AN: The diagrams were helpful, because part of being a grafter seems to be looking closely at what already exists and taking an inventory. Designers ought to stay close to the material conditions in which they’re working.
JG: In teaching and practice, when we start a project, I tell students or team members, “You have to find something you love about the building you’re working on.” That appreciation for what’s already there must come out in the drawings. If you keep the existing structure at arm’s length, then you won’t find the best solution; you have to find the connection point.
AN: The book includes case studies from Studio Gang. How are these ideas implemented in the office’s design processes?
JG: Not all our projects begin with what’s already there. But for the ones that do, we now have this book. Having a shared language about grafting is helping us be clear about our approach during the design process, particularly for projects where there have been multiple previous additions by different architects.
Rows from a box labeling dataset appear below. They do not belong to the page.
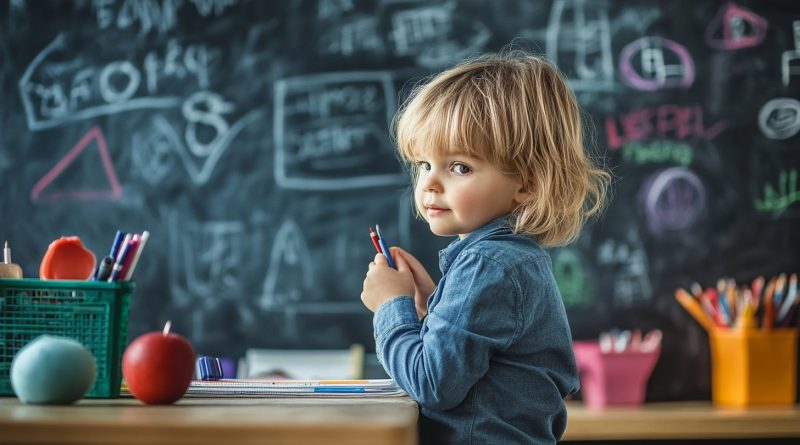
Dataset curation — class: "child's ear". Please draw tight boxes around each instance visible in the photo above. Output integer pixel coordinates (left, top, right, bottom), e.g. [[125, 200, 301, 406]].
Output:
[[514, 184, 533, 204]]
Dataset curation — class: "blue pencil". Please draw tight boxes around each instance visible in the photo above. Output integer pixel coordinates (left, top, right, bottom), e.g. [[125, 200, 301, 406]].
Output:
[[375, 224, 397, 269]]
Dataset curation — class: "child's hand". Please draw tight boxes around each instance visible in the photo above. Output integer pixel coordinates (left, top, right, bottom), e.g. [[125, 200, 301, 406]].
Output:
[[361, 253, 414, 312], [389, 247, 436, 320]]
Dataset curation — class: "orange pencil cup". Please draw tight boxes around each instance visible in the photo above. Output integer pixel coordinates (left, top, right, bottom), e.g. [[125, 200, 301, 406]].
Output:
[[573, 341, 660, 409], [709, 329, 797, 407]]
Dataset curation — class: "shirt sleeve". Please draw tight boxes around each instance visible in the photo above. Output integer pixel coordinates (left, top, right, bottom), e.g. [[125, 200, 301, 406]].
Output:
[[373, 252, 520, 409]]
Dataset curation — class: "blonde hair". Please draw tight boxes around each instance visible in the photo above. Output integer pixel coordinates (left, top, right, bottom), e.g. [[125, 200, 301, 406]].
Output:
[[393, 50, 611, 247]]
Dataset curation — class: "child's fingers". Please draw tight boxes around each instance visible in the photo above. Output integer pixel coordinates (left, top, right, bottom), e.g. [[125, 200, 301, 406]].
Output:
[[373, 253, 389, 266], [392, 252, 410, 272], [389, 247, 427, 275]]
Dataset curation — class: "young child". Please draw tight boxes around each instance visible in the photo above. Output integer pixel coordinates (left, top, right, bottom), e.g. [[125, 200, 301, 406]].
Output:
[[361, 51, 610, 445]]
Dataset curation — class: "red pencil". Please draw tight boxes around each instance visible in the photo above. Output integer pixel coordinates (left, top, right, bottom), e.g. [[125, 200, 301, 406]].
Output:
[[369, 227, 383, 253]]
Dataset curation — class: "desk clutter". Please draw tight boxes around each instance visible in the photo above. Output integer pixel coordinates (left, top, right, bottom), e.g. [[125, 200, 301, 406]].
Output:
[[0, 231, 149, 403], [675, 273, 800, 407], [0, 234, 405, 405]]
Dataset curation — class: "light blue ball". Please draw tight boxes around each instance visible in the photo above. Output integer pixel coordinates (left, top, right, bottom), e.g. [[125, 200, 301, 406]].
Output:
[[11, 335, 96, 405]]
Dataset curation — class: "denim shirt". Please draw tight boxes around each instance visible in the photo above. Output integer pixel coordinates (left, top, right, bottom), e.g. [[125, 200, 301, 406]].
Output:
[[373, 218, 579, 445]]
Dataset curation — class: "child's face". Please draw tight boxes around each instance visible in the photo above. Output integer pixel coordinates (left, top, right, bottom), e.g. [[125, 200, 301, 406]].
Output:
[[414, 154, 528, 238]]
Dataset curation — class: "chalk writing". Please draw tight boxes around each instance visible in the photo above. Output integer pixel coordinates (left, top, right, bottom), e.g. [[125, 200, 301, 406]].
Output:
[[260, 220, 316, 310], [622, 141, 694, 167], [167, 210, 247, 306], [131, 115, 180, 185], [605, 104, 727, 150], [19, 35, 212, 130], [31, 127, 122, 201], [552, 248, 594, 309], [781, 20, 800, 86], [389, 1, 491, 68], [619, 37, 694, 91], [758, 97, 800, 140], [706, 3, 768, 50], [547, 0, 614, 91], [273, 71, 406, 190], [92, 0, 237, 34], [642, 167, 706, 234], [754, 169, 800, 217], [597, 230, 653, 308], [319, 16, 386, 57]]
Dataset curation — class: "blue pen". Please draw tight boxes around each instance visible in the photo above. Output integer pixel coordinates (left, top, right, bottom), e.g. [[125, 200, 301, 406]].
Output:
[[92, 256, 114, 281], [108, 230, 125, 259], [375, 224, 397, 269], [314, 386, 367, 393], [108, 239, 131, 282]]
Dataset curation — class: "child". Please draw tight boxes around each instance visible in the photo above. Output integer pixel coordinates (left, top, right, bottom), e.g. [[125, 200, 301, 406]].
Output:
[[361, 51, 610, 445]]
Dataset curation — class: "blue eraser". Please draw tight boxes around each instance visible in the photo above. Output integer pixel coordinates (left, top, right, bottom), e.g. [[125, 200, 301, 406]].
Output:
[[11, 335, 96, 405], [195, 355, 224, 380]]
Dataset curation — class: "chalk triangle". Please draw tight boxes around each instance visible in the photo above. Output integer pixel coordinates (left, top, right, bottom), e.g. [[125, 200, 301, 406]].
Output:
[[706, 3, 768, 50], [31, 127, 122, 201]]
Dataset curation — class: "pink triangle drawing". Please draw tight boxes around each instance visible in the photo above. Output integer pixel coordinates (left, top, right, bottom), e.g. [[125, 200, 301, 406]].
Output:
[[31, 126, 122, 201], [706, 2, 769, 50]]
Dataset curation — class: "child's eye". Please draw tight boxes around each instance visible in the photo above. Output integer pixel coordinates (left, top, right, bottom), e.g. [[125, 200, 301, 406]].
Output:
[[452, 162, 472, 175]]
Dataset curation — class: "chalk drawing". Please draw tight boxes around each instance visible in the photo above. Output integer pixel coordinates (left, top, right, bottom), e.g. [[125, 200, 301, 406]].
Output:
[[781, 20, 800, 86], [754, 168, 800, 217], [619, 37, 695, 91], [167, 206, 248, 311], [31, 127, 122, 201], [389, 1, 491, 68], [18, 34, 216, 131], [597, 230, 653, 308], [546, 0, 614, 91], [552, 248, 593, 309], [92, 0, 237, 35], [131, 114, 181, 185], [642, 167, 706, 234], [605, 104, 728, 150], [758, 97, 800, 140], [706, 2, 769, 50], [273, 71, 406, 190], [260, 220, 316, 310]]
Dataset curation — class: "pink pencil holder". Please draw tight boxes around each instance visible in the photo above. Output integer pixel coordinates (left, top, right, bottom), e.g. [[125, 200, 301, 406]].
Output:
[[573, 341, 660, 408]]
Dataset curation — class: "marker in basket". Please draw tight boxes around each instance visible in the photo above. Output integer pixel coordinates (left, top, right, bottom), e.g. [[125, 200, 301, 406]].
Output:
[[93, 256, 114, 281], [108, 239, 139, 282], [0, 241, 22, 278], [124, 230, 150, 281], [375, 224, 397, 269]]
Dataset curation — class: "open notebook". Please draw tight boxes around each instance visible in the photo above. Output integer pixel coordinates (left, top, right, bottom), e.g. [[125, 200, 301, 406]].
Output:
[[186, 379, 405, 398]]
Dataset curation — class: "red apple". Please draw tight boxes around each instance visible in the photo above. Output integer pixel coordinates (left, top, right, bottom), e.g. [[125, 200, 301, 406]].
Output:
[[122, 322, 194, 405]]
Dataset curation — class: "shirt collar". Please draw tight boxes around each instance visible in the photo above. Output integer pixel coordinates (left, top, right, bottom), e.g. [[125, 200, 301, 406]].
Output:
[[439, 215, 511, 274]]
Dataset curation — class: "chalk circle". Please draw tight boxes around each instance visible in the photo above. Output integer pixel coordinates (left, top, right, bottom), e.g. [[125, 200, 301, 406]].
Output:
[[758, 97, 800, 140]]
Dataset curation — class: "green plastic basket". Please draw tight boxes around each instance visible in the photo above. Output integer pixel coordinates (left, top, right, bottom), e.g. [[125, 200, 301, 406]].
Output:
[[0, 279, 134, 398]]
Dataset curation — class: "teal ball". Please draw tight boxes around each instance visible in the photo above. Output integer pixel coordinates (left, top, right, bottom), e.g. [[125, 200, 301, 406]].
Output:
[[11, 335, 96, 405]]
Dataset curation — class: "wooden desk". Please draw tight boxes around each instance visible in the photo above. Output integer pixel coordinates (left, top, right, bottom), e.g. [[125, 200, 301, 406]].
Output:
[[0, 397, 800, 445], [0, 397, 418, 445], [563, 402, 800, 441]]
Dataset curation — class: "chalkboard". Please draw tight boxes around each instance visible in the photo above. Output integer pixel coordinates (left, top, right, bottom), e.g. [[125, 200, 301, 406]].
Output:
[[0, 0, 800, 400]]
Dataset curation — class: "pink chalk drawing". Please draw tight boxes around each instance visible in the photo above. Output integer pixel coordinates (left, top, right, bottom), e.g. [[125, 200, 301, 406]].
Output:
[[605, 104, 728, 151], [619, 37, 695, 91], [706, 3, 769, 50], [31, 126, 122, 201]]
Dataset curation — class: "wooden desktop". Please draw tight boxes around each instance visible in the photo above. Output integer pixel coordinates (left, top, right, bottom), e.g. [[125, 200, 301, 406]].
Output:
[[0, 397, 800, 445]]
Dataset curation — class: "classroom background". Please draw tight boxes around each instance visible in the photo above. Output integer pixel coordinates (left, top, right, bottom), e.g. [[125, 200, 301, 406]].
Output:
[[0, 0, 800, 401]]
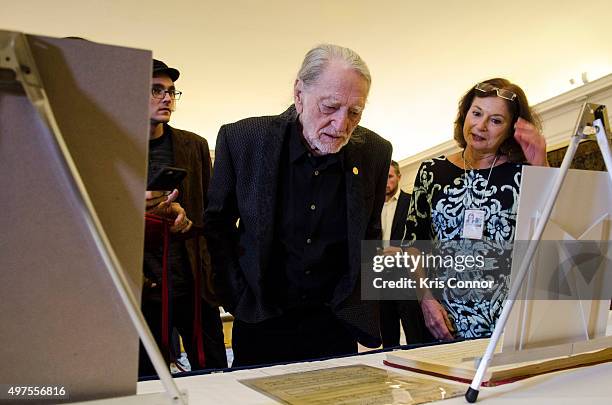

Teams can refer to examples in the book to better communicate with each other in a more precise manner. We also try to stretch the concept to different scales of projects, including urban design.
AN: Can you say more about the Bark Belt project at the end of the book? It reads like a provocation for architects to move beyond working on buildings to designing systems.
JG: When grafting to add capacity onto existing buildings, using timber is a good choice because it’s lighter and lessens the load on the existing structure. But the issue we’ve run into with timber is that there often isn’t a lot of timber near the cities where we build, so the material travels from far away. The Bark Belt project studies how to remediate the postindustrial landscape of the Midwest and create new local forests that could supply timber for nearby buildings. At Studio Gang, we are exploring how to create a pilot forest project. Perhaps later it could be a useful model for other biomaterial systems—not just trees, but maybe other plants that also remediate soils while providing new building materials. And, yes to designing systems: To effectively respond to the climate crisis, architects will need to increasingly think beyond the building.
AN: What are your thoughts about the rise of mass timber in the U.S.?
JG: We must work on every single possibility to reduce carbon emissions, whether it’s bio-based materials or low-carbon concrete. For the David Rubenstein Treehouse on Harvard’s Enterprise Research Campus, which is under construction, we’re using mass timber for the structure and a low-carbon concrete for the foundation. It’s hard to get over the hump because nobody wants to be first in taking a risk on new construction techniques.
Some people are solely interested in mass timber, but I think we must work on all fronts, including solutions to replace cement in concrete. For timber, though, we need to become more sophisticated about the supply chain, how trees are grown and harvested, and how forests can be designed to bring multiple ecosystem benefits. Forests shouldn’t just be a monocultural farm.
AN: What do you hope the impact of this book will be?
JG: In the U.S., I hope it will be useful for architects who want to make the case for reuse and prove its value against building from scratch. In Europe, I hope it will foster more acceptance of additions that are more than just replicas of what is already there. Buildings should have a chance to live as long as they can, and people need to have new spaces for new ways of living.
AN: What are you optimistic about?
JG: Everything we have is material that can inspire the next generation. Now, when we’re designing something new, we try to imagine how someone could add onto it in the future. For me, this moves architecture away from being a work of art frozen in time and liberates it as an unfolding, ongoing process that will have multiple authors and many identities over its lifetime.